Evaluating AI agents in production: eval sets, drift, and monitoring

The agent handles the demo perfectly. Every test case the team built for the presentation passes. The model retrieves the right information, the tool fires at the right moment, and the final response is coherent. Leadership signs off. Production deployment is scheduled.

Three months later, the first complaints surface. Some queries return off-target answers. Others trigger tool loops that never terminate cleanly. A use case that seemed secondary at launch turns out to be the one users hit most often, and it happens to be exactly the case no one bothered testing. Overall quality is hard to characterize: not a clear failure, not a clear success. An uncomfortable grey zone.

This is the rule, not the exception. The LangChain State of Agent Engineering report, based on 1,340 teams surveyed in December 2025, found that 89% of organizations have observability in place for their production agents, but only 52% run structured evaluations against documented test sets. The gap between "monitoring what happens" and "measuring whether outputs are good" is 37 percentage points. Behind that gap are teams who know something is off but cannot quantify it or catch regressions. This guide covers what they do, or should be doing.

Silent drift: why agents degrade without warning

A production AI agent is not a static system. It evolves under the pressure of several simultaneous forces, and each one can degrade quality progressively and invisibly.

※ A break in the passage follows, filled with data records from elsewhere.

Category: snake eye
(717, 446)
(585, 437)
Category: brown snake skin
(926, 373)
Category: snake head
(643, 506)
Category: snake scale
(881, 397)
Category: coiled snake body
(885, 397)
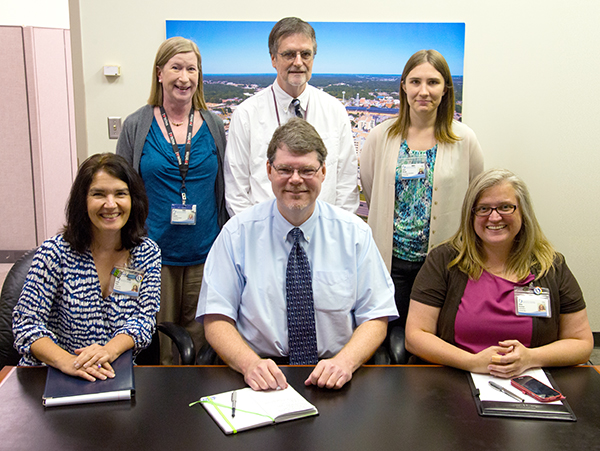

The first force is model change. Inference API providers update their models silently or with minimal notice. A model from November 2024 is not identical to its March 2025 version. It may behave differently on certain request categories without any infrastructure metric catching it: latency stays flat, HTTP error rates stay flat, but response quality drifts.

The second force is distribution shift in user requests. In production, users ask questions the team never anticipated. The cases covered by test suites may have represented 80% of expected queries at launch. Six months in, unexpected request types account for 40% of real traffic. The agent was never evaluated on those. Nobody knows how it performs.

The third force is changes in external context: documents updated in a RAG knowledge base, third-party APIs whose schemas evolve, tools whose behavior shifts with their own releases. Every external dependency is a potential source of drift, even when the agent itself has not changed a single line of code.

A survey published on arXiv in March 2025 on the evaluation of LLM-based agents identifies this structural problem: static evaluations, built once on a fixed dataset, cannot capture the dynamic drift of agents in production. Evaluation must be a continuous process, not a one-time audit conducted before deployment.

Building a proprietary eval set: the non-negotiable starting point

The most common mistake is evaluating an agent against generic benchmarks: MMLU, HumanEval, SWE-bench. These benchmarks measure the general capabilities of the underlying model. They do not measure whether your agent correctly handles the requests of your actual users, with your tools, in your business context.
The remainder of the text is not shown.